Excluding large-scale hydro, renewables made up 54% of added global generation capacity last year. Solar photovoltaics and wind together added 118GW in generating capacity, compared with the previous record of 94GW set in 2014, the report states.
More modest additional capacity was provided by biomass and energy-from-waste, geothermal, solar thermal and small hydro, it says, adding that 250MW utility-scale electricity storage (excluding pumped hydro and lead-acid batteries) was installed worldwide, up from 160MW in 2014.
For the first time, investment in renewables was higher in developing countries than in developed countries. Developing and emerging economy nations recorded investment of $156bn, up 19% from 2014. By contrast, investment in developed countries was $130bn, down 8% from the previous year.
Investment in Europe was down 21%, from $62bn in 2014 to $48.8bn in 2015. This represented the continent’s lowest figure for nine years despite record investments in offshore wind projects.
UK investment was $22.2bn, placing it fourth in the global investment league table. However, the report authors predict that subsidy cuts announced by the government will see overall UK investment decline in 2016. The reports found evidence that some developers had rushed to prepare their offshore wind projects ready ahead of the closure of the renewables obligation in 2017, while impending cuts to feed-in-tariffs for solar power were partly to blame for a drop of more than a half in project financing in utility-scale solar in Europe, the report states.
‘The fact that a majority Conservative government was elected in May 2015 may also have convinced some developers to get on with their projects rather than relying on future auctions that might or might not happen,’ the report states.
Globally, renewables, excluding large-scale hydro, still account for a small minority of total installed power capacity at around 16.2%, but that figure increased from 15.2% in 2014 and continues to climb, the report notes. Meanwhile, electricity generated by renewables was 10.3% of global generation in 2015, up from 9.1% in 2014.
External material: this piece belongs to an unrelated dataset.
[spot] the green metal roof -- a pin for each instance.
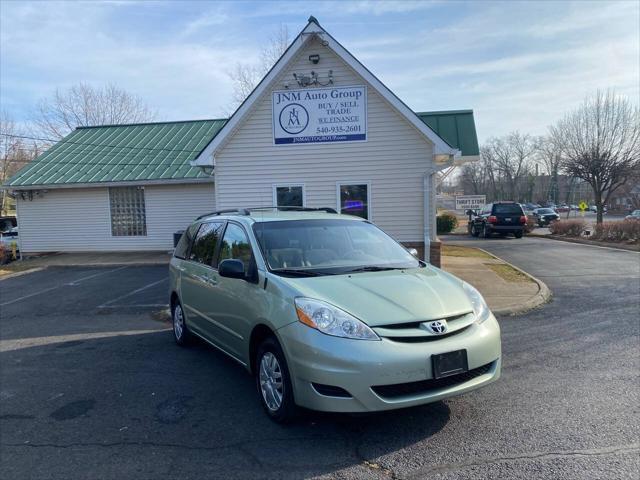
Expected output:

Catherine Mitchell, professor of energy policy at the University of Exeter, said: ‘There are some eye-catching figures in this report which are, as UNEP says, extremely significant.’
She added that the report should not be viewed in isolation; pointing to a report from the International Energy Agency identifying a decoupling of global energy-related emissions and economic growth, driven largely by investment in renewables and energy efficiency; China’s recent new five-year plan outlining plans to scale up investments in renewable energy; and a report by the Energy and Climate Change Intelligence Unit suggesting that coal growth in Asia is faltering.
But Professor Udo Steffens, president of the Frankfurt School of Finance and Management, warned: ‘Coal-fired power stations and other conventional power plants have long lifetimes. Without further policy interventions, climate altering emissions of carbon dioxide will increase for at least another decade.’